One of the scribes came near and heard them disputing with one another, and seeing that he answered them well, he asked him, “Which commandment is the first of all?” Jesus answered, “The first is, ‘Hear, O Israel: the Lord our God, the Lord is one; you shall love the Lord your God with all your heart, and with all your soul, and with all your mind, and with all your strength.’ The second is this, ‘You shall love your neighbor as yourself.’ There is no other commandment greater than these.” Then the scribe said to him, “You are right, Teacher; you have truly said that ‘he is one, and besides him there is no other’; and ‘to love him with all the heart, and with all the understanding, and with all the strength,’ and ‘to love one’s neighbor as oneself,’—this is much more important than all whole burnt offerings and sacrifices.” When Jesus saw that he answered wisely, he said to him, “You are not far from the kingdom of God.” After that no one dared to ask him any question.

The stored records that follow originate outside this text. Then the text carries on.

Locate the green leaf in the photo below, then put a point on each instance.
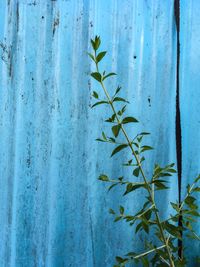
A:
(111, 211)
(96, 76)
(131, 187)
(197, 179)
(95, 95)
(175, 206)
(196, 189)
(108, 75)
(117, 90)
(99, 103)
(104, 178)
(118, 218)
(120, 112)
(136, 172)
(160, 185)
(144, 148)
(129, 119)
(92, 57)
(144, 133)
(120, 260)
(173, 230)
(119, 99)
(118, 148)
(96, 42)
(113, 185)
(121, 209)
(100, 56)
(145, 261)
(104, 136)
(116, 129)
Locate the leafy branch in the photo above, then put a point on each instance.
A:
(167, 233)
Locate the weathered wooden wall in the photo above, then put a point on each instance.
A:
(53, 211)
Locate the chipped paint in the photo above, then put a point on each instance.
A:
(53, 211)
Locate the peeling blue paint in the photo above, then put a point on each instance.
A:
(53, 211)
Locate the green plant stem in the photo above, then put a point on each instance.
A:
(141, 170)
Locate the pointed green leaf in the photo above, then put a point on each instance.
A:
(121, 209)
(103, 177)
(119, 99)
(116, 129)
(96, 76)
(91, 56)
(99, 103)
(95, 95)
(108, 75)
(118, 148)
(100, 56)
(136, 172)
(144, 148)
(129, 119)
(111, 211)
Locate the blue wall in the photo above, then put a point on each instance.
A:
(53, 211)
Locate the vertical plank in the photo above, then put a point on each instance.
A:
(54, 212)
(189, 89)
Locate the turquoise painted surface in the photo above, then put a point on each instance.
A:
(190, 79)
(53, 211)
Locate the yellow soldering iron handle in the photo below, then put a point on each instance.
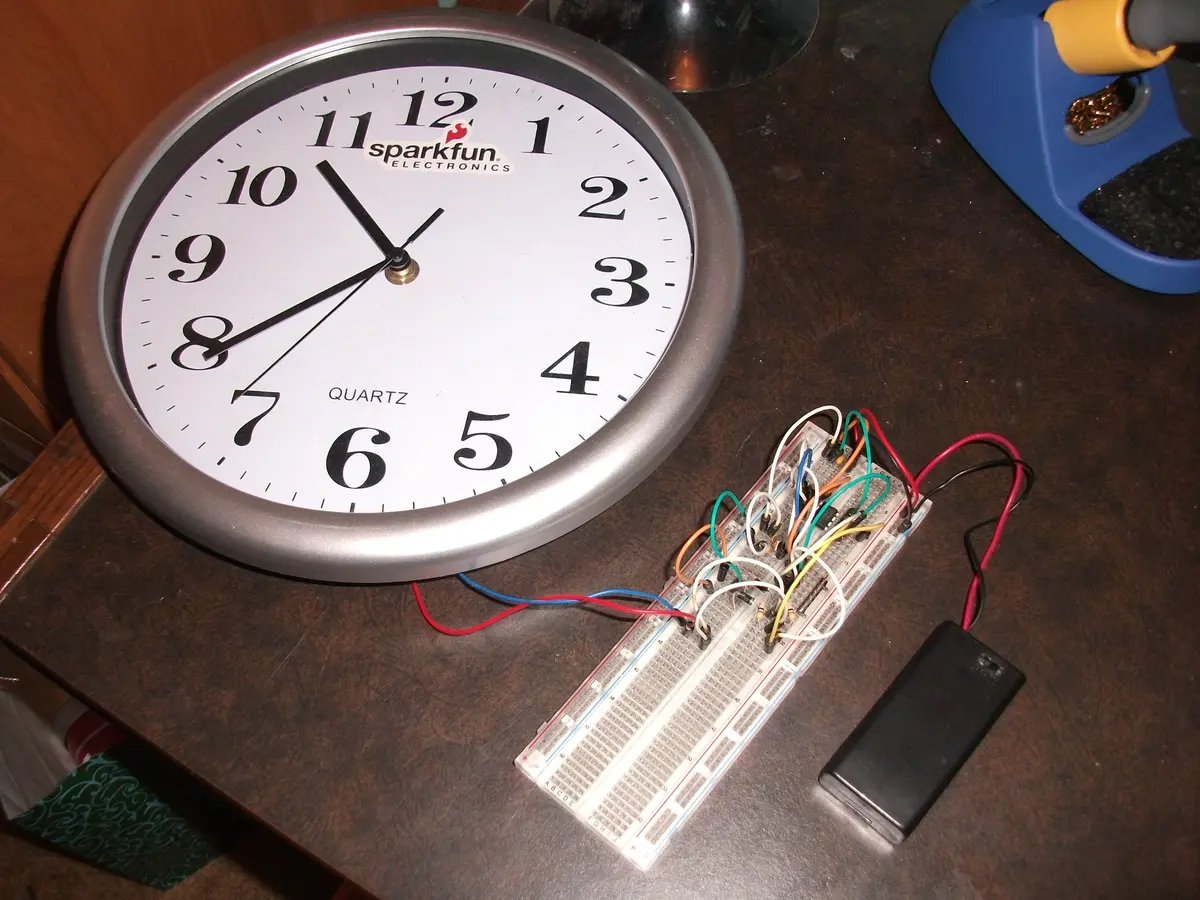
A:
(1091, 37)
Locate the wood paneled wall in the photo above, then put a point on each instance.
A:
(78, 81)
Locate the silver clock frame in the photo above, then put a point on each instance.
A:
(461, 535)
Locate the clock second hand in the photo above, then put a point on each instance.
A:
(375, 270)
(222, 346)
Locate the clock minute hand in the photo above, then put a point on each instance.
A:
(222, 346)
(319, 322)
(357, 209)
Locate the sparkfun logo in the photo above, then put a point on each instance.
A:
(454, 153)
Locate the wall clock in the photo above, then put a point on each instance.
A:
(401, 297)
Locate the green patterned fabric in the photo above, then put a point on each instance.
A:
(126, 811)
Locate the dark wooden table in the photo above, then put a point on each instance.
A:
(887, 267)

Over the last couple of days we have seen Jesus give some really wise answers to questions he was asked. Noticing this, a scribe decides to ask him a question. Unlike some of the other questions that came his way, I think this one was asked with a genuine desire for understanding, and it must have pleased Jesus. The question was this: Which commandment is the first of all? We need to remember they had 613 commandments, not just the ten we normally think of. So, it was a good question. Jesus answered: Love God with all you got; and love everybody else like you love yourself.
We’ve heard a gazillion sermons on loving God and loving neighbor, but I’m not so sure we have heard too much about loving oneself. So, I’m gonna talk about this today, and I really want us to reflect deeply on it. The reason for this is because, as a general rule, we don’t love ourselves. When we look at ourselves we see somebody who is ugly, or stupid, or worthless, or clumsy, or something equally denigrating. A major contributing factor to this opinion we have are because of things people have said: people close to us, like our parents, our teachers, our spouses; even our children.
Now, remember what we learned yesterday? We get things wrong because we don’t know the scriptures. This includes the opinion we have of ourselves. So, what does Scripture say? Well, for one thing, it says we are made the image and likeness of God (see Genesis 1:26). We sometimes think we need to be a certain type of person. We gotta be so tall, so fair, so intelligent. So, if we don’t measure up to these standards that the world has set, we think terribly of ourselves. But don’t worry; you’re in good company, because Moses — know him? — he also though badly of himself.
When God told him to go to Pharaoh, Moses made excuse after excuse, before finally saying: “But I’m not very eloquent; I am slow of speech and tongue.” And God responded: “Oye. Who gave you your mouth? Me, no? Are you saying I messed up with you?” Well, he didn’t quite use these words, but that’s pretty much what he said. Check it out; it’s Exodus 4:10-11. So, when we put ourselves down, we put God down, essentially saying he goofed up with us. Do you really think God made a mistake with you?
Let us learn something from David, who declared to God, “I praise you because I am fearfully and wonderfully made; your works are wonderful, I know that full well” (Psalm 139:14). Now, David was a pretty messed up guy, but instead of debasing himself, he thanked God for making him how he was, and he ended up as quite an awesome guy. I can assure you the same thing will happen to us. So, the next time you look at yourself in the mirror, thank God for making you how you are, rejoicing in how uniquely he has put you together. There is truly nobody like you in the entire universe.
And then, how can you not love yourself?